Asosiasi tersebut juga menyatakan bahwa semakin sedikit lulusan universitas-universitas ternama Tiongkok yang memilih untuk melanjutkan pendidikan tinggi di luar negeri. Universitas Peking menyatakan bahwa jumlah mahasiswa S1 yang melanjutkan pendidikan tinggi di luar negeri pada tahun 2024 turun sekitar 21% dibandingkan tahun 2019, sebelum pandemi. Universitas Tsinghua mengalami penurunan sebesar 28% dalam periode yang sama. Institut Teknologi Beijing mencatat penurunan sebesar 50%. Universitas Sains dan Teknologi Tiongkok dan Universitas Fudan juga melaporkan penurunan masing-masing sebesar 28,57% dan 17,7% dalam periode yang sama.

Xiong Bingqi, direktur 21st Century Education Research Institute, sebuah lembaga riset yang berbasis di Beijing, mencatat bahwa budaya belajar di luar negeri di Tiongkok saat ini sebagian besar masih berorientasi pada gelar. Namun, tren ini kini mulai kehilangan daya tariknya seiring dengan meningkatnya jumlah mahasiswa asing dan warga negara yang kembali.

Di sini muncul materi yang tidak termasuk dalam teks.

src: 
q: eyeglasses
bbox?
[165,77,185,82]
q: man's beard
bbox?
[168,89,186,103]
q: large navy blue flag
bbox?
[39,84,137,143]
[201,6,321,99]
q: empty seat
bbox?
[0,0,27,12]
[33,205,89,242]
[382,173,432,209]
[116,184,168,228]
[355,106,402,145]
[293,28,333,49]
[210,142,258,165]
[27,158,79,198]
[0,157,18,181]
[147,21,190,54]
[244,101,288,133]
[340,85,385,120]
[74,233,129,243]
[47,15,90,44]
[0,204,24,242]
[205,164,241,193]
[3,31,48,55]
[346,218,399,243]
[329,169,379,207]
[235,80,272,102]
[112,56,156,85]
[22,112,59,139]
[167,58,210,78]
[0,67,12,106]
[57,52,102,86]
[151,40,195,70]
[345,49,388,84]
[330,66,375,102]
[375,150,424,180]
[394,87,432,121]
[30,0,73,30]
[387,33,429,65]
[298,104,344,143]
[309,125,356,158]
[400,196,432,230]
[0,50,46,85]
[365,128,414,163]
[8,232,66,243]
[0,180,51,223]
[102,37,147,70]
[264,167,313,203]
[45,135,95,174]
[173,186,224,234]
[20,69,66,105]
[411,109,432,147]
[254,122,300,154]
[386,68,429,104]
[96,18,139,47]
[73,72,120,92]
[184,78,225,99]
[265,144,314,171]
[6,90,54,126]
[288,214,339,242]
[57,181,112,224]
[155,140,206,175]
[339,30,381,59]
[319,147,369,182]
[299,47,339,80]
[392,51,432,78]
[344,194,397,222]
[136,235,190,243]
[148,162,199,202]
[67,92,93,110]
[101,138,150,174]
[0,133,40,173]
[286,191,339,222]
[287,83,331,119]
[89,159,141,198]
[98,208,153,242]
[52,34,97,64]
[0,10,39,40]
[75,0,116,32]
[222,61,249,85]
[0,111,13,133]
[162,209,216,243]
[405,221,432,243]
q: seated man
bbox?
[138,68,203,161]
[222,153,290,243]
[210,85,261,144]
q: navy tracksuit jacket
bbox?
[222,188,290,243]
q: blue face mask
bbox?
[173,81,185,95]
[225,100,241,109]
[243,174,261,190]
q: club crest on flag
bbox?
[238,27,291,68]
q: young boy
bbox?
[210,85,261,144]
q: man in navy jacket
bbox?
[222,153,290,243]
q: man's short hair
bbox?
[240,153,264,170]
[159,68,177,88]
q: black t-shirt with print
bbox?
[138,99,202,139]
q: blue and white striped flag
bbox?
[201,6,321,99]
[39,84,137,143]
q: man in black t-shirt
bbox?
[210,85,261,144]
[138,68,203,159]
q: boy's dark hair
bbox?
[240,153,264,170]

"Seiring dengan investasi finansial yang signifikan, nilai belajar di luar negeri untuk mendapatkan gelar sebagai motivasi semakin dipertanyakan," kata Xiong Bingqi.

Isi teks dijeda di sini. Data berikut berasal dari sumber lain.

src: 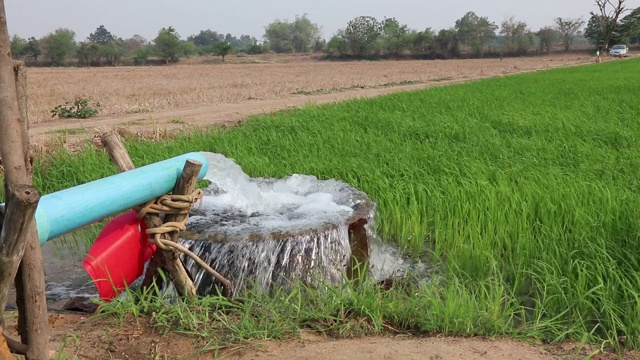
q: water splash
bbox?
[170,153,375,294]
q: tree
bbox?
[433,28,460,57]
[500,16,533,55]
[553,17,584,51]
[122,35,148,58]
[187,29,225,47]
[264,14,320,53]
[41,28,76,66]
[290,14,321,53]
[213,41,233,62]
[620,7,640,43]
[25,36,42,62]
[536,26,558,53]
[153,26,182,64]
[264,19,294,53]
[343,16,382,57]
[455,11,498,57]
[76,41,96,66]
[325,30,349,57]
[11,34,27,59]
[181,41,198,64]
[411,28,435,55]
[131,44,153,65]
[382,18,412,55]
[100,38,124,66]
[589,0,627,50]
[88,25,115,45]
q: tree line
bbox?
[11,0,640,66]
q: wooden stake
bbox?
[162,159,202,296]
[0,0,49,360]
[100,131,136,172]
[100,132,196,295]
[0,185,40,318]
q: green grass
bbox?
[3,59,640,348]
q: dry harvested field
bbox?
[29,53,594,143]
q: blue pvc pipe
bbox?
[2,152,208,244]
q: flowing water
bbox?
[2,153,428,302]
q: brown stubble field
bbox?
[28,53,593,124]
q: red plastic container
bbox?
[82,211,156,301]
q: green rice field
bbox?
[3,59,640,348]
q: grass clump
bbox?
[5,59,640,348]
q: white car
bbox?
[609,45,629,57]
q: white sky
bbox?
[5,0,640,41]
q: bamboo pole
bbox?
[0,0,49,360]
[13,56,49,355]
[162,160,202,296]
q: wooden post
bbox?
[0,185,40,318]
[0,0,49,360]
[162,160,202,296]
[100,131,196,295]
[100,131,136,172]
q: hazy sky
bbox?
[5,0,640,41]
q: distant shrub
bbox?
[51,98,100,119]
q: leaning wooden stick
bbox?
[100,131,198,295]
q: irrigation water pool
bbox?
[5,153,428,302]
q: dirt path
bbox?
[7,313,620,360]
[30,79,480,143]
[30,57,604,148]
[12,54,640,360]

Amerika mulai kehilangan daya tariknya

Tidak hanya beralih ke perguruan tinggi dalam negeri, banyak keluarga kelas menengah juga mengirim anak-anak mereka untuk belajar di luar negeri di negara-negara Asia Tenggara yang menawarkan layanan pendidikan internasional tetapi dengan biaya hidup lebih rendah daripada AS dan Eropa.

Sebuah laporan dari firma perekrutan terkemuka Zhaopin.com menunjukkan bahwa proporsi lulusan yang kembali dari Malaysia dan Singapura pada tahun 2024 telah meningkat masing-masing sebesar 70,5% dan hampir 35%, karena kualitas pendidikan yang relatif tinggi dan biaya hidup yang rendah.

Inggris juga merupakan tujuan populer bagi pelajar Tiongkok, terutama di tengah meningkatnya ketegangan antara dua negara ekonomi terkemuka dunia.

"Semakin banyak lembaga studi di luar negeri yang menawarkan program A-level, yang menargetkan Inggris, sementara kurikulum Advanced Placement (AP) dihapus dan ditargetkan untuk AS," ujar Baron Wu, pakar dari perusahaan pendidikan internasional besar yang berbasis di Beijing.

giáo dục Trung Quốc
Kuliah di AS mulai kehilangan daya tariknya bagi mahasiswa Tiongkok. (Sumber: SCMP)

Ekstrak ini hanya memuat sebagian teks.